On entering adolescence, and discovering that cinema had more to offer than Roland Emmerich and Jackie Chan, this writer’s favorite working actor swiftly became Kevin Spacey. The actor had been working for over a decade, converting his theater cred into supporting roles in the likes of “Working Girl,” “Henry & June” and “Consenting Adults,” but the middle of the 1990s saw him take pivotal roles in a number of the decade’s biggest and best cult successes, becoming a by-word for a certain kind of morally ambivalent figure, even while creeping towards stardom in commercial hits like “Outbreak” and “A Time To Kill.”
By the end of that decade, Spacey was a fully-fledged movie-star; he had two Oscars, he’d proved he could lead mainstream fare with the above-average thriller “The Negotiator,” and he’d even voiced a Pixar villain before doing such a thing was fashionable. Unfortunately, the decade or so since has been hugely disappointing for those of us who considered ourselves fans of the actor, on screen: he used his new A-list status to topline a series of dreadful, sentimental dramas (“Pay It Forward,” “K-PAX,” “The Shipping News” and, in particular, “The Life Of David Gale,” one of the worst films of the decade, and an impressive nadir for Spacey, Kate Winslet, Laura Linney and Alan Parker), before producing, writing, directing and starring in redundant vanity project “Beyond The Sea.”

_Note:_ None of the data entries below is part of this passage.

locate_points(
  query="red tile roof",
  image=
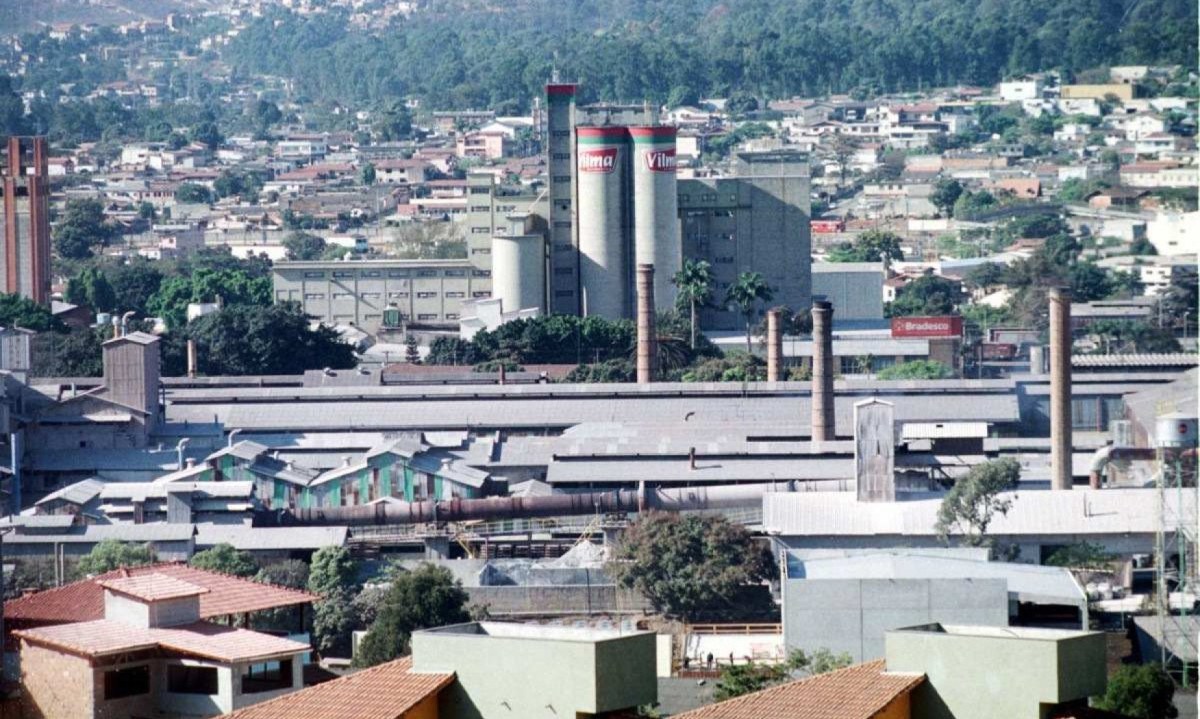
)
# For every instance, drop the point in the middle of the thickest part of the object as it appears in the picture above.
(858, 691)
(201, 639)
(84, 600)
(384, 691)
(153, 587)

Since then, things have improved, although not by a huge amount: he had fun as a villain in “Superman Returns” (less so in “Fred Claus”), had a hit in “21,” and otherwise has given decent performances in films that few saw — “Telstar,” “Shrink,” “Casino Jack.” Of course, this isn’t the full story: he’s moved into production, with his Trigger Street company, who were behind “The Social Network,” and has since 2003 been the artistic director of the famous Old Vic Theatre in London, reviving the troubled house entirely, and turning in the kind of scintillating performances that we once came to expect, in shows as diverse as “Richard II,” “The Philadelphia Story,” “A Moon For The Misbegotten,” “Speed-the-Plow,” “Inherit The Wind” and, at present, a much-praised turn for Sam Mendes in “Richard III.”

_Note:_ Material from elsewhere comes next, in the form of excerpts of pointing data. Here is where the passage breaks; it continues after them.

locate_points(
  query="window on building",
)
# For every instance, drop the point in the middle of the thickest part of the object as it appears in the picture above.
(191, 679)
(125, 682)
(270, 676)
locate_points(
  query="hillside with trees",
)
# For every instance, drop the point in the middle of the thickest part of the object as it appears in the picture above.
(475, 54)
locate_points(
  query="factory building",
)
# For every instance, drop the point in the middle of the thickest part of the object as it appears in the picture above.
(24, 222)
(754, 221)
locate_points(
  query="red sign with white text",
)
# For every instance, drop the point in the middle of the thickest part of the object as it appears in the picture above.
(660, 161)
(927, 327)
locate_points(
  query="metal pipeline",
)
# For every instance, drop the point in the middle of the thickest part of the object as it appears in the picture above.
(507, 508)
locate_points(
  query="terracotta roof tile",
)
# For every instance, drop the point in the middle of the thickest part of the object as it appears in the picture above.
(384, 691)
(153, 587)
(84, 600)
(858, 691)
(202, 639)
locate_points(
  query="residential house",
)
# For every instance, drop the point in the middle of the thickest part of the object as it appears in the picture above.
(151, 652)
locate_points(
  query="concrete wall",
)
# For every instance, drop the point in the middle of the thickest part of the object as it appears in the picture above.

As such, it’s hard to criticize Spacey too much for the disappointing nature of his screen work — it’s clear he essentially takes roles that will give him the financial freedom to run the Old Vic, his true passion. Another such paycheck role hits theaters this week, “Horrible Bosses,” and, while it’s far from his best work, it’s at least reminiscent of the glory days, and seemed like a good excuse to look at some of our favorite Spacey performances. While a re-team with David Fincher on the Netflix original series “House of Cards” is looming, we hope that he doesn’t leave the cinema behind entirely — we’d love for him to bring out another turn of the quality of the six below.
1. “The Ref” (1994)
By the time he appeared in the late Ted Demme’s underrated 1994 film “The Ref,” Kevin Spacey had gotten the attention of moviegoers, in films like “See No Evil, Hear No Evil,” and of critics, in films like “Glengarry Glen Ross.” His performance as the cuckolded, browbeaten Lloyd Chasseur opposite motor-mouthed Denis Leary and the manic Judy Davis, though, was one of the first indications that he would be among the most consistently impressive actors working today. It also proved that Spacey could alternate between comedy and drama flawlessly, even within the same film. Spacey is perfect as Lloyd, the hippie-turned-WASP who is trying to keep a marriage together with his unfaithful wife, Caroline (Davis). Their already fragile world is interrupted by a thief-on-the-run (Leary) who holds them at gunpoint when they are on their way home to host Christmas dinner. Even though Lloyd and Caroline are kept hostage by the most stressed out (and incompetent) thief of all time, the couple continues to insult one another despite the fact that there is a gun in their faces. Spacey shines while trying to pretend both that he’s not being held captive and that his marriage is not falling apart, while simultaneously trying to host Christmas with his annoying relatives. The brilliance of Spacey’s performance comes from his ability to spit the most hateful vitriol at his wife one minute then turn around and sincerely kiss the ass of his overbearing, puppet master of a mother (Glynis Johns) the next. While in many ways “The Ref” is a precursor to his Academy Award-winning role in “American Beauty” which came only five years later, Spacey is infinitely more entertaining here in what is one of his most re-watchable performances to date.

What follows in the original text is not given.